如果你需要提供Web API给前端或其他服务调用：

代码片段

# app.rb
require 'sinatra'
require_relative 'tgi_client'

set :port, 4567

client = TextGenerationClient.new

post '/api/generate' do
  content_type :json

  request_body = JSON.parse(request.body.read)

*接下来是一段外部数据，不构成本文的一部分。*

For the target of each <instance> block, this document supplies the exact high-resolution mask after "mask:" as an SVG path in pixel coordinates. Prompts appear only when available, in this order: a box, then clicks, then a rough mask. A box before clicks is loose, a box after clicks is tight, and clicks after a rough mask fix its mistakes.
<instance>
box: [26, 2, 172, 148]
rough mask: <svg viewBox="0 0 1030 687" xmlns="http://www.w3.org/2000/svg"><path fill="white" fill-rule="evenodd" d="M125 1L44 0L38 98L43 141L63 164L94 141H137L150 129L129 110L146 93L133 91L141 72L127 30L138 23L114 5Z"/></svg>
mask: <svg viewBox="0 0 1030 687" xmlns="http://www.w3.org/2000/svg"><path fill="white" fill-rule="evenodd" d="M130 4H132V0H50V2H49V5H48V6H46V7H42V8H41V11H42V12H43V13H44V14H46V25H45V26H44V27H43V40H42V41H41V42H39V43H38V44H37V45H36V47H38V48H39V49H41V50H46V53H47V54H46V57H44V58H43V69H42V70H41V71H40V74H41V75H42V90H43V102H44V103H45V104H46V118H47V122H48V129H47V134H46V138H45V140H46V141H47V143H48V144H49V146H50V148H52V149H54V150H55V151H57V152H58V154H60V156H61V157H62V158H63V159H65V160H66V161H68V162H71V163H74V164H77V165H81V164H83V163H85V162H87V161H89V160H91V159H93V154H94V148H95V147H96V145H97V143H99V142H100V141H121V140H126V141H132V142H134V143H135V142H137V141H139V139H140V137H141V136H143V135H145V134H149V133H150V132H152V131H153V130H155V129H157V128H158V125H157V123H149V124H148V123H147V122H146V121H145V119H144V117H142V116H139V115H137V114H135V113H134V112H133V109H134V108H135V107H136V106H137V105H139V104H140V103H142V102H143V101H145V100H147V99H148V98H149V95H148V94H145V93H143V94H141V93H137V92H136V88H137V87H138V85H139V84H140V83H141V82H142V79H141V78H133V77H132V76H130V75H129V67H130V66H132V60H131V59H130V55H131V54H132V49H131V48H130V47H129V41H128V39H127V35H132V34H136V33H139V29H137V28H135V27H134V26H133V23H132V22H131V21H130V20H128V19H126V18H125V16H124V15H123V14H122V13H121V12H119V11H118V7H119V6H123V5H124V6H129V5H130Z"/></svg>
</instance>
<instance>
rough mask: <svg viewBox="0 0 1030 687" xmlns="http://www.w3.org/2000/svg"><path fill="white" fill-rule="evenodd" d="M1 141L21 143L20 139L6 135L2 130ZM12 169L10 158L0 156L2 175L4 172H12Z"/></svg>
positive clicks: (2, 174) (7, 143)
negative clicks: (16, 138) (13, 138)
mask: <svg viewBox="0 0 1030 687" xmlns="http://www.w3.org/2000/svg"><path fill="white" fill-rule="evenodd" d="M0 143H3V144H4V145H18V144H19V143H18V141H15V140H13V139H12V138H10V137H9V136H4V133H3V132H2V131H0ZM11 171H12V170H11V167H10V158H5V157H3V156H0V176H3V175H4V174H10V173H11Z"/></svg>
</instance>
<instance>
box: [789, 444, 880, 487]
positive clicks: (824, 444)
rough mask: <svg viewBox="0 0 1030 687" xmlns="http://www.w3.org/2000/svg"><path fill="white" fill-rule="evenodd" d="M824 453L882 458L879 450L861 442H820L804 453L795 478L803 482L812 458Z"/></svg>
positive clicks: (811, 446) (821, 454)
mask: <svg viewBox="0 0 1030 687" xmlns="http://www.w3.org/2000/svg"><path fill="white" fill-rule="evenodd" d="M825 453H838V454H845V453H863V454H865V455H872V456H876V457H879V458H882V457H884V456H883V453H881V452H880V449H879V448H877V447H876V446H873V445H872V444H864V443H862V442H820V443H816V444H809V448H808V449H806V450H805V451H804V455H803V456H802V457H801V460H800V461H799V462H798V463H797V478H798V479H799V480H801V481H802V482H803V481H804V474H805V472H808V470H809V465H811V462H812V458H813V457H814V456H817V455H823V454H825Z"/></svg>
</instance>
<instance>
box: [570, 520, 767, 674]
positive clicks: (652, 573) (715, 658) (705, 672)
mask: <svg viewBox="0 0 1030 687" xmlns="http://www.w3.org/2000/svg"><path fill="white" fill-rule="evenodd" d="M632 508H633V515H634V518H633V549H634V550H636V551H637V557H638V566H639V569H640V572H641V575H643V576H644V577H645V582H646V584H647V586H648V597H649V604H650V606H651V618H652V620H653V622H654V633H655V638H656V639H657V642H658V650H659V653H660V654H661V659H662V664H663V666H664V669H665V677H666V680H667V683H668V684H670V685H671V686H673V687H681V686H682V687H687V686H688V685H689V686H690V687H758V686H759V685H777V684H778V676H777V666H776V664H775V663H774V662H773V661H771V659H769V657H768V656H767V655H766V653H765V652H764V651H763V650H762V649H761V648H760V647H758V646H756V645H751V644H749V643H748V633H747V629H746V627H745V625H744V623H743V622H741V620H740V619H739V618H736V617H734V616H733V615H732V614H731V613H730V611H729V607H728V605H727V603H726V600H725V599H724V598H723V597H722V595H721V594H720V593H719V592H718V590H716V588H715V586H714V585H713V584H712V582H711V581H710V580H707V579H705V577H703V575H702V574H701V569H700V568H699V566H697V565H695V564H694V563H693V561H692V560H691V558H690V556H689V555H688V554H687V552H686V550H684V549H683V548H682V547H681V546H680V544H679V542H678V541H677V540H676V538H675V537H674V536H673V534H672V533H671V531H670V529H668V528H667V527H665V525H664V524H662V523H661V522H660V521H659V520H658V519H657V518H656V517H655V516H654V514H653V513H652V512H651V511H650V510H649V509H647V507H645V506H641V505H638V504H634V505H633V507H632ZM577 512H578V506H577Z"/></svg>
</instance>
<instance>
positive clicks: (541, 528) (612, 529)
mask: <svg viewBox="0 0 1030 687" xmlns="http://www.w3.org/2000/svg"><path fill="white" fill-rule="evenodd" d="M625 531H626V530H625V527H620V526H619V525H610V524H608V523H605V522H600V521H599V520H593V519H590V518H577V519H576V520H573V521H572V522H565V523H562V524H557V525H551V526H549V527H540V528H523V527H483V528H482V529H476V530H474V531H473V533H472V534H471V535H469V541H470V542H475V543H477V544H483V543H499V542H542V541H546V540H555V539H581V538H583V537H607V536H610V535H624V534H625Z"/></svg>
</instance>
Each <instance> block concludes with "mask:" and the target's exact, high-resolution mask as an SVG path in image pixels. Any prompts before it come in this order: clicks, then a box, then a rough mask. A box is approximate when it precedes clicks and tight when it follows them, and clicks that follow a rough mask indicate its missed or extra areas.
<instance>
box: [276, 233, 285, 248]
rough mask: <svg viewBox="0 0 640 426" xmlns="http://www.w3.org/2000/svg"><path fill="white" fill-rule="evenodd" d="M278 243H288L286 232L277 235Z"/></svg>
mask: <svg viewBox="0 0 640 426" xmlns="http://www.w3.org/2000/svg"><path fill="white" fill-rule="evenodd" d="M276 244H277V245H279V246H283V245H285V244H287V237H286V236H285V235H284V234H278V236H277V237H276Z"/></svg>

  response = client.generate(
    request_body['prompt'],
    request_body['max_tokens'] || 50,
    request_body['temperature'] || 0.9
  )

  { result: response['generated_text'] }.to_json
end

get '/' do
<<~HTML 
<html>
<body>
<h2>TGI Ruby API Demo</h2>
<form action="/api/generate" method="post">
<textarea name="prompt" rows="4" cols="50"></textarea><br>
<input type="submit" value="Generate">
</form>
</body>
</html>
HTML 
end

启动Sinatra服务：

代码片段

ruby app.rb

API调用示例

Ruby控制台测试

代码片段

require_relative 'tgi_client'
client = TextGenerationClient.new 

# Basic generation 
response = client.generate("Once upon a time")
puts response['generated_text']

# Stream generation (print tokens as they come) 
client.generate_stream("The future of AI is") do |token|
 print token['token']['text']
end

cURL测试

代码片段

curl -X POST http://localhost:4567/api/generate \
-H "Content-Type: application/json" \ 
-d '{"prompt":"Explain Ruby in simple terms","max_tokens":100}'

性能优化与注意事项

批处理请求：TGI支持批处理，可以同时发送多个prompts提高吞吐量：

代码片段

def batch_generate(prompts)
  options = {
    body: { inputs: prompts }.to_json,
    headers: { 'Content-Type': 'application/json' }
  }
  self.class.post('/generate_batch', options) 
end

超时处理：为HTTP请求添加合理的超时设置：
代码片段
```
class TextGenerationClient 
  default_timeout(10) # seconds 
end 
```

错误处理：添加基本的错误处理逻辑：

代码片段

def generate(prompt, max_new_tokens =50)
  begin 
    # ... existing code ...
  rescue HTTParty::Error => e 
    { error:"API request failed:#{e.message}"}
  rescue JSON::ParserError => e  
    { error:"Invalid response format"}
  end  
end

生产环境建议：
- TGI部署考虑使用Kubernetes管理多个副本
- Ruby应用前添加Nginx反向代理和负载均衡
- Implement JWT认证保护API端点

总结

通过本文我们实现了：
1. Docker部署Text Generation Inference服务
2. Ruby客户端封装核心生成功能
3.（可选）Sinatra构建Web API层

完整项目结构如下：

代码片段

/project-root  
├── Gemfile  
├── Gemfile.lock  
├── tgi_client.rb # TGI客户端实现  
├── app.rb        # Sinatra Web接口（可选）  
└── README.md

这种架构的优势在于：
– 解耦：文本生成服务与应用逻辑分离
– 可扩展：可轻松替换后端模型或扩展API功能
– 高性能：利用TGI的高效推理能力

后续可考虑添加的功能包括：缓存层、限流机制、更复杂的prompt工程等。希望这篇教程能帮助你快速搭建基于Ruby和TGI的文本生成系统！